Ore di preparativi per Roberto Giachetti. Ormai sembra deciso, anzi rassegnato: su richiesta – pressante – di Renzi, il vicepresidente della Camera si lancerà alle primarie del 6 marzo. Lo annuncerà entro la direzione del 22 gennaio, e avrà il crisma del candidato preferito dal segretario.
Così il Pd romano ha trovato il cavallo piazzato per la corsa dei gazebo. E poi, soprattutto, per quella vera del Campidoglio. Sulla quale il commissario Matteo Orfini ostenta tranquillità perché, spiega, «i sondaggi ci danno la possibilità di giocarcela, e fin qui siamo senza un candidato». Sottinteso: quando il Pd avrà il suo nome e comincerà a muoversi tornerà definitivamente in corsa contro i grillini.

In attesa che i sondaggi reagiscano secondo le aspettative democratiche, la partita più delicata nel Pd paradossalmente è un’altra. Riguarda la sinistra. Il crollo dei consensi seguito al disastro della vicenda Marino consiglia il gruppo dirigente di riportare i vendoliani nell’ovile delle primarie e di lì sul candidato vincente.
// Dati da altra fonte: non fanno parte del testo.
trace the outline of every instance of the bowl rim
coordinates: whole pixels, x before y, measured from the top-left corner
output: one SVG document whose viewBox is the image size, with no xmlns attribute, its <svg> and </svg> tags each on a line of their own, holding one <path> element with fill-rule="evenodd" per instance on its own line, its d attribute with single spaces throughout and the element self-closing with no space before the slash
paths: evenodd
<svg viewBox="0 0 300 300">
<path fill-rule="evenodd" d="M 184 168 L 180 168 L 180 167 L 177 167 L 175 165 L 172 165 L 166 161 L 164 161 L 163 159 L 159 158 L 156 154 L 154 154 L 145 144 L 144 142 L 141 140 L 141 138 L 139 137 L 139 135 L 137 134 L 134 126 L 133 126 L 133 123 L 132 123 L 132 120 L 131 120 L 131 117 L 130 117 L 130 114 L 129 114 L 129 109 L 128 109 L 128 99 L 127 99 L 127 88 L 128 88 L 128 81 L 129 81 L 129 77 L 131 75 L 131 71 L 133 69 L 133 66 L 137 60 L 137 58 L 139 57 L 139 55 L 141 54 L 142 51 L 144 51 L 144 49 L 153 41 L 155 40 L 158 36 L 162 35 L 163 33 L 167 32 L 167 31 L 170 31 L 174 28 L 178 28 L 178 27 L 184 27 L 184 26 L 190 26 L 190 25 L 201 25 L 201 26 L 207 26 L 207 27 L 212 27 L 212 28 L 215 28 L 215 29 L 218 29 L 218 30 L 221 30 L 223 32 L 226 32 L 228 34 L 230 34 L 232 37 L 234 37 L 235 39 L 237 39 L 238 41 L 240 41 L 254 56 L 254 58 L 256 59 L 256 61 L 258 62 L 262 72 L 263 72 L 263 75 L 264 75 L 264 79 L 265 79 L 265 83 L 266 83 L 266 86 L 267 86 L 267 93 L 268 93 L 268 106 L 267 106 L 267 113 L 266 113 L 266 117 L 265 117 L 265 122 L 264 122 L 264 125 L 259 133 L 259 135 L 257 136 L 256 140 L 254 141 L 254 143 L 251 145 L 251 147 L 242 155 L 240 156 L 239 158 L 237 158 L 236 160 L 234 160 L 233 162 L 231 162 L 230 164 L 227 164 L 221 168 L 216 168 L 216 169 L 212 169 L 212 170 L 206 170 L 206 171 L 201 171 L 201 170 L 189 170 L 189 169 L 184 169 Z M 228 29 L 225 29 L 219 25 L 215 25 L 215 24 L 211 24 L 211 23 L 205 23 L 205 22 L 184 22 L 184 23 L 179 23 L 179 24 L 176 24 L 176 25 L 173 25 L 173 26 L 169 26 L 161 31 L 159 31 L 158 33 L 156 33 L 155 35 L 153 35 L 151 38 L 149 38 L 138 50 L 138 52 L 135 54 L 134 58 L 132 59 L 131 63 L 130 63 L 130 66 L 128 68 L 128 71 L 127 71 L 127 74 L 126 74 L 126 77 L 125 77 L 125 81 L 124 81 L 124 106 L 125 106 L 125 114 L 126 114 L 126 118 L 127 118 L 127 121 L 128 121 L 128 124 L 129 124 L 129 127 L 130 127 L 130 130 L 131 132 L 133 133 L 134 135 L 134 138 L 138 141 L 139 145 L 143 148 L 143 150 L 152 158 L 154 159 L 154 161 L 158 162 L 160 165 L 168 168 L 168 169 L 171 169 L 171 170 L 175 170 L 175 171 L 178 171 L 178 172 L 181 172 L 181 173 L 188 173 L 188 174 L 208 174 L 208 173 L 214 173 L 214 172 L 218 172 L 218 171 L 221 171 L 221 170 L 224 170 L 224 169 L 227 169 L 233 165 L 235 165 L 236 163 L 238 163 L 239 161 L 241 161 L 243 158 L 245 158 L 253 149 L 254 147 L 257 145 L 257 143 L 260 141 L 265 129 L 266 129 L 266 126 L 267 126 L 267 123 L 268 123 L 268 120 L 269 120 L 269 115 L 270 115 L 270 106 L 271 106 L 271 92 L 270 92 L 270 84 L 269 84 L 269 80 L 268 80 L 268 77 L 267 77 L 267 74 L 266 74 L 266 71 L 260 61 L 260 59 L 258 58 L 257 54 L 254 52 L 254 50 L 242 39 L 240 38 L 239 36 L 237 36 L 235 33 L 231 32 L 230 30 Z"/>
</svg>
Ma Sel ufficialmente appoggia Stefano Fassina, ex Pd oggi «alternativo» al Pd. Nel corso di una lunghissima riunione di segreteria ieri pomeriggio Nichi Vendola ha ribadito la vicinanza dei suoi all’ex viceministro, a cui pure in molti chiedono una correzione di rotta fuori dall’enclave della sinistra tradizionale.
Così stando le cose per il Pd l’unica strada utile a provocare un qualche ripensamento, almeno in una parte di Sel, è candidare un nome che peschi nell’area della sinistra. Sarà anche il messaggio unitario degli amministratori municipali di Pd e Sel che il 23 gennaio si ritroveranno al teatro Brancaccio.
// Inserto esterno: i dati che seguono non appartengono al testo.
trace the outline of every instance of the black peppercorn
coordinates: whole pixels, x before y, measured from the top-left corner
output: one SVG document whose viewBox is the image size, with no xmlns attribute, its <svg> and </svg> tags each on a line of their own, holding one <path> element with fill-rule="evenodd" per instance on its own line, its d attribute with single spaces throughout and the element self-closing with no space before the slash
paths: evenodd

Ma il nome ancora non c’è. Per essere un ponte a sinistra dovrà essere scelto fra chi a suo tempo si è schierato contro il commissario Orfini e a favore di Marino. Ma l’elenco è breve. Il senatore dissenziente Walter Tocci ha detto chiaro di non essere disponibile. La scelta cadrebbe fra Paolo Masini, renziano eterodosso, soprattutto molto vicino a Nicola Zingaretti, a sua volta schieratissimo a favore dell’alleanza con Sel; e Marco Miccoli, ex segretario del Pd romano, molto combattivo contro Orfini e soprattutto l’unico dirigente rimasto vicino a Marino.
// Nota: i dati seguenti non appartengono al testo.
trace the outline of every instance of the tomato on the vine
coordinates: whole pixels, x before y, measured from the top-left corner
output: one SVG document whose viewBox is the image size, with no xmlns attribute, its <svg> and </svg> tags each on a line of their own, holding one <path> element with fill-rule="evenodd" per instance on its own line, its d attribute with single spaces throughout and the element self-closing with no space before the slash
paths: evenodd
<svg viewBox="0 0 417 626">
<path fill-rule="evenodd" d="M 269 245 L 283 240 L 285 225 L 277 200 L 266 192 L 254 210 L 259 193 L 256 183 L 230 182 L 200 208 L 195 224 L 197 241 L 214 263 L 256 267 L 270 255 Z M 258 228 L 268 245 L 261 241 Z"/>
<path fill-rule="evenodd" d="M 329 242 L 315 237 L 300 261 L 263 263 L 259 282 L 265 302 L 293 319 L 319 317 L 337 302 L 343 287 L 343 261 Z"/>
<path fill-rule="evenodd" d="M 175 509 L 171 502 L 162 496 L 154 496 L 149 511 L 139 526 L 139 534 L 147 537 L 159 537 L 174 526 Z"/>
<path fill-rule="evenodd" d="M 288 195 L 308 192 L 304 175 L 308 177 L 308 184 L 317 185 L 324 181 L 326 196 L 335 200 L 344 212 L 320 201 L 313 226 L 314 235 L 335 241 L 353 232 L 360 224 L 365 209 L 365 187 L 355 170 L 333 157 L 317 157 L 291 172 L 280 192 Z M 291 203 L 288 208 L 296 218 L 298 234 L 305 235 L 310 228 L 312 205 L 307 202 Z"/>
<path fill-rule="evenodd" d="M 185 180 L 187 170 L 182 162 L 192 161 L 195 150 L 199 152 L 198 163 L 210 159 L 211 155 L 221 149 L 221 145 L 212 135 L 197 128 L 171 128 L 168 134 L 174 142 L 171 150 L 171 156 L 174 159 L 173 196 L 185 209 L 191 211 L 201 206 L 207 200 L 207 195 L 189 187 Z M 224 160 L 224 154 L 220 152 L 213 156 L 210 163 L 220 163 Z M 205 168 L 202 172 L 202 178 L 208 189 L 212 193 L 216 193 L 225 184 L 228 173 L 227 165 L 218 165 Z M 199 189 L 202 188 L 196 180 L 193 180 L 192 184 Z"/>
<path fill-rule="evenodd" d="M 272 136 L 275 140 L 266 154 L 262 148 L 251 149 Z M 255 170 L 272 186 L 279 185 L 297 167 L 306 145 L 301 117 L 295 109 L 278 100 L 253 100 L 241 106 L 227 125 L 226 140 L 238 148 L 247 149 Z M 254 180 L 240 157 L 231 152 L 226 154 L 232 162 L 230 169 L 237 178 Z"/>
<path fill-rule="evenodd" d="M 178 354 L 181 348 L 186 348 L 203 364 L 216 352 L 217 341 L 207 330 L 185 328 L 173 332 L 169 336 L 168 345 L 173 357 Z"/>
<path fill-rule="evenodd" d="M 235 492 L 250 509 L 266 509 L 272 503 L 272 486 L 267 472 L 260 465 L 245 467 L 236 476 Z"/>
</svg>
Che resta ancora la vera incognita di tutto il campo del centrosinistra: l’ex sindaco in queste ore continua a mandare segnali della sua intenzione di candidarsi. Ma dal Pd, anche quello che non gli ha voltato le spalle, la richiesta è un’altra: quella di «mettersi a disposizione» della corsa alternativa alla maggioranza renziana. Fra i papabili dem c’è anche Roberto Morassut, veltroniano, vicino anche a Goffredo Bettini, ex assessore e da tempo «fustigatore» del Pd romano e con un buon dialogo a sinistra (ieri sera, non a caso, ha partecipato a una presentazione del libro del vendoliano Smeriglio); ma la sua corsa indebolirebbe quella di Giachetti.

L’incognita Marino pesa anche sulla sinistra. Che ieri appunto si è ricompattata su Fassina grazie ad una lunga riunione al vertice in cui Vendola ha messo sul piatto tutta la sua autorevolezza per fermare la faglia che si sta aprendo nel partito da Milano a Torino, Bologna, Roma e Napoli. O, più realisticamente per alleggerirne l’impatto. «Puntiamo tutto sull’apertura del processo unitario di Sinistra italiana e sul referendum costituzionale», è stato il ragionamento, «se Renzi depoliticizza il voto delle amministrative, perché mai noi dovremmo farne uno scontro fratricida?».

Così, spostando l’attenzione principale sull’assemblea del nuovo soggetto, in cui ormai Sel-Sinistra italiana ha il ruolo di locomotiva – il Prc non accetta di sciogliersi, L’Altra Europa deciderà il 17 gennaio come partecipare all’appuntamento – ieri Sel ha preparato il terreno l’ennesima quadra impossibile in vistra dell’assemblea di sabato: nessuno sarà escluso dal processo unitario a prescindere da come si sarà schierato alle amministrative, anche nei luoghi in cui il conflitto interno è più aspro. Divisi ma anche uniti, dunque. O viceversa.